Этот злодейский крик разорвал воздушную розово-голубую тишину утра третьего мая две тысячи двадцать секретного года. Запомните эту дату.
– Ваша няня пришла, два по сто принесла! Ребята, ну хватит, кончайте спящими прикидываться, – тот же зычный женский голос чуть потеплел и понежнел.
В самом темном восьмом углу спальни, где стоит кровать, недовольно заскрипело, зашуршало, закряхтело, а через мгновение заскулило, заныло, захныкало, все громче и яростней:
– А-а-а-а-а-у-у-у-у-у-ы-ы-ы-ы-ы-ы-ы!.. На самом интересном месте! Чтоб ты сдо…
– Чего-чего-чего?
– …С добрым сердцем пошла в жо…
– Куда-куда?
– …В желтую комнату за черной фатой, вот куда. Клава-шалава, ну какая же ты все-таки су…
– Кто-хто-хто я?
– …Су-су-сухая нянька, вот кто! Черствая ты, понятно? Как лимонная долька под столом. А я-то думала, что беременные намного добрее становятся. На целый живот! Вот… Я тебя просила не будить нас в полвосьмого хоть раз в году? А, Клав? По-хорошему просила? – из темного угла раздосадованно и напористо вопрошает капризный девчачий голосок. – Хоть в Деньрожденья выспаться имеем право ребенка? А?! Ы-ы-ы-ы-ы-ы-ы…
– Ну царевна моя, ну кисло-горько-сладкая моя, ты же знаешь, что у нас режим дня и ночи – это святое дело, – виновато запричитала няня Клава. – Куда ни глянь, куда ни плюнь – всё строгого режима. И спальня строгого режима, и классы строгого режима. Даже игровая – и та строгого режима! Может, теперь послабления какие будут – у вас ведь первый юбилей сегодня! Не малыши уже, пять лет от роду – срок-то серьезный. В пять лет люди полками командовали…
– Ой, как здорово! А кто командовал?
– Не помню, Любаш. Кажется, Будда-царевич. И еще наш государь-император Петруша Первый.

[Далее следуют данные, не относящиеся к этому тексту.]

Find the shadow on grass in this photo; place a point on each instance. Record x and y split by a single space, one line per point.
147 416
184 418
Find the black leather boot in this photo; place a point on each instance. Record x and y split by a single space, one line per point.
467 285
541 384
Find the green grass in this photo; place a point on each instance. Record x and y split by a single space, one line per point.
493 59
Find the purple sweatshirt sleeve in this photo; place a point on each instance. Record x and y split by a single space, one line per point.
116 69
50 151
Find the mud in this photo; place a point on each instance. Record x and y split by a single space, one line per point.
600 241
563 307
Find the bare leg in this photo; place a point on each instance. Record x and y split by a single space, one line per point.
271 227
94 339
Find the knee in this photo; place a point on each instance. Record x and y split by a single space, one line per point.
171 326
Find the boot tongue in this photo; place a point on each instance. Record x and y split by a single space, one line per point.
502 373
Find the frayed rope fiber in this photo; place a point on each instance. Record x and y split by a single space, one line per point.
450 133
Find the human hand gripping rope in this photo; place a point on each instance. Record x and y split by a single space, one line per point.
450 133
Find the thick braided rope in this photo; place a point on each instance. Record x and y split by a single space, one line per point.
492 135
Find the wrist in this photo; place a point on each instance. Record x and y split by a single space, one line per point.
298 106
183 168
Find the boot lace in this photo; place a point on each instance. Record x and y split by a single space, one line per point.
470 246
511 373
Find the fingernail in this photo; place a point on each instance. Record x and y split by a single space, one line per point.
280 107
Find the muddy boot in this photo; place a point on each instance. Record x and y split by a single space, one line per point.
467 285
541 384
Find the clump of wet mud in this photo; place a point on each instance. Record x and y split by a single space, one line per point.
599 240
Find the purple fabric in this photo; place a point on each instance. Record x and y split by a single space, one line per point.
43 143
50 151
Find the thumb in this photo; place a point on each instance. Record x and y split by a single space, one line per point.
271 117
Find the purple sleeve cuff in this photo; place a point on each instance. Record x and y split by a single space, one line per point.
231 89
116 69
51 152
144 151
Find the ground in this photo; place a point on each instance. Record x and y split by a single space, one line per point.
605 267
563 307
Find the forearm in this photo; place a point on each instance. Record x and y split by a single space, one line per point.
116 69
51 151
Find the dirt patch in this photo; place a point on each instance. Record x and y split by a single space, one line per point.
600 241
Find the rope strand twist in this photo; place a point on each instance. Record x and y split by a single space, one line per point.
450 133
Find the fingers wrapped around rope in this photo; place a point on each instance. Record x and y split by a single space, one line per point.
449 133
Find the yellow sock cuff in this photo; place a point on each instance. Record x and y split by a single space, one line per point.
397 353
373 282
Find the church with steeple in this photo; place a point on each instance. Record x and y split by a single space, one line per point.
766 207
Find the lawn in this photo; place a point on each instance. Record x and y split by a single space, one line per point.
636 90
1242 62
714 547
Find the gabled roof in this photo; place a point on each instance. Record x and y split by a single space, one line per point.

– Эх, Клава, а мне такой сон приснился… Прямо взрослый. Такой волшебный! Там был тоже царевич, а может, принц. Настоящий, красивый-красивый, стройный-престройный, синеглазый-зеленоглазый. И рядом с ним шел Единорог, весь белый, с длинной-предлинной гривой. И у него рог прямо светился. И этот принц взял меня и посадил на этого Единорога, и мы…
– Кончай врать. С самого утра уже начинаешь, – пробурчал в том же темном восьмом углу чей-то другой голос, сонно-хрипловатый и явно мальчишеский. – Никакой он был не принц, а больше на бай-байкера похож, весь в татухах, и серебряный цереп на чепи. Сорри – череп на цепи. И никакого белого Единорога тоже не было, зато был черный-черный супербайк, и он тебя правда посадил, на черное сиденье. А ты была какая-то большая, но охала и хихикала как маленькая. А он сел к рулю задом, к тебе передом, и вы… и вы…
– Заткнись, Ванька, гад! – гневно перебил уже знакомый нам девчачий голос. – Опять мои сны подсматривал через замочную скважину? Я тебе сколько раз говорила, что нельзя! Я запрещала по-хорошему? Самому никогда ничего не снится – значит, можно в чужие сны залезать?
– Я не нарочно. Там не скважина, там такая извилистая щель, и в нее все само видно, даже если не смотреть. Но она так редко открывается…
– А мне плевать, скважина там, или щель, или малюсенькая щелочка! Не лезь в мои сны, понял? А если не понял, я тебе тогда такое… такой ужастик присню, что ты от страха опять пи-пи начнешь прям в кроватку. И на тебя снова памперсы наденут, как на пупсика.
– Да? А я тогда опять начну во сне ногами дрыгать и зубами стучать. Вот так… – в темном углу раздались жуткие звуки, от которых мурашки по любой спине побегут, – как будто острым отломком белой пуговицы по стеклу стучат и режут.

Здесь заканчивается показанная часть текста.